Quant au gouvernement, le lancement de son opération de communication politique
pour vanter son action dans le domaine numérique ne doit tromper
personne : le projet de loi sur les « libertés numériques » promis il y a
un an s’annonce
comme un texte avant tout répressif (le mot « liberté » semble
d’ailleurs avoir opportunément disparu de son intitulé), tandis que le
premier ministre Jean-Marc Ayrault se fait l’avocat de politiques inconséquentes
en matière de chiffrement des correspondances électroniques. Dans le
même temps, les responsables politiques français ont l’audace de se
doter d’une législation d’exception en matière de surveillance
d’Internet au travers de la scandaleuse Loi de programmation militaire,
tout en refusant de collaborer avec la commission d’enquête du
Parlement européen consacrée aux révélations d’Edward Snowden[1]. Ce jeu
de dupes doit cesser.
« Depuis des mois, l’exécutif français s’enferme dans un silence assourdissant pour échapper au débat démocratique sur la surveillance d’Internet. Cette position n’est plus tenable au vu des éléments qui s’accumulent et qui démontrent l’inquiétante fuite en avant dans ce domaine. Il est grand temps que l’ensemble des acteurs institutionnels – qu’il s’agisse de François Hollande, du gouvernement, du Parlement, de l’autorité judiciaire ou même de la CNIL – soient mis devant leurs responsabilités pour que ces graves violations des droits fondamentaux cessent et que leurs responsables soient condamnés », déclare Félix Tréguer, cofondateur de La Quadrature du Net.

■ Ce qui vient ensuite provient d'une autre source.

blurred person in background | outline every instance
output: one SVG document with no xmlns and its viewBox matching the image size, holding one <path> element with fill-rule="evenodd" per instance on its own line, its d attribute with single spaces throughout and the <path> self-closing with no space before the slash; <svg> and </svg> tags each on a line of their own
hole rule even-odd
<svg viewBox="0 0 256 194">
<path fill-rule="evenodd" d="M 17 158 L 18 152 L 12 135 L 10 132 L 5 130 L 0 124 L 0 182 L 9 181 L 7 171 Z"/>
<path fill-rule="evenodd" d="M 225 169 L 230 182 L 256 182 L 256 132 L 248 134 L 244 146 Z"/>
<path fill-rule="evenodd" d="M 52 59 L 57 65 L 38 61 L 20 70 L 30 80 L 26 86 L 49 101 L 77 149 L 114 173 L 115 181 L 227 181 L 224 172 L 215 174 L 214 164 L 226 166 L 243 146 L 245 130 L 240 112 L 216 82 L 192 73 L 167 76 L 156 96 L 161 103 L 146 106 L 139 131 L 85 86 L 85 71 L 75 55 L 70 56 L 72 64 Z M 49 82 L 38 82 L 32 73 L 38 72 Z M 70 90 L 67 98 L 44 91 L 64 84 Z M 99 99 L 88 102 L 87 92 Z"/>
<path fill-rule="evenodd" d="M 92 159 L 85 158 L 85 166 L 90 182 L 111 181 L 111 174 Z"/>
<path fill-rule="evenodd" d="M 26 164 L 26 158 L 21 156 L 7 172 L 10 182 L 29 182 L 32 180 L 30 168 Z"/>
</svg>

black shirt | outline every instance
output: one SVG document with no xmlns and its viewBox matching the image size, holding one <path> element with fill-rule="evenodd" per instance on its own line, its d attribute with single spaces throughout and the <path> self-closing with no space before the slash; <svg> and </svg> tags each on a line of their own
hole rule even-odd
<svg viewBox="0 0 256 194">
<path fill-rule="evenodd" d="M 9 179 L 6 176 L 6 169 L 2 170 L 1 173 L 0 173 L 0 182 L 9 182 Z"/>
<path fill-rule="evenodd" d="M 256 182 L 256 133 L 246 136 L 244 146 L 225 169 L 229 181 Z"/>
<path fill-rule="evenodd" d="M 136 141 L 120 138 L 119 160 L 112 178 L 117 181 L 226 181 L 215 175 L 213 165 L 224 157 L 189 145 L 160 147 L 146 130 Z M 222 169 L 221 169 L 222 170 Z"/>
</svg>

« Au delà d’un débat inévitable sur la surveillance d’Internet et la nécessaire souveraineté sur nos infrastructures, la maîtrise de nos communications ne sera possible que par l’utilisation de logiciels libres, du chiffrement de bout en bout et de services décentralisés. En parallèle, une réforme législative s’impose afin que la France respecte le droit international et que les services de renseignement fassent l’objet d’un contrôle adéquat », conclut Benjamin Sonntag, cofondateur de La Quadrature du Net.
[1] Le rapport de la commission d’enquête du Parlement européen, adopté le 12 mars dernier, indique ainsi que « les parlements britannique et français n’ont (…) pas souhaité participer aux travaux de la commission » et précise que les responsables de la DGSE et de la DGSI ont refusé d’être auditionnés.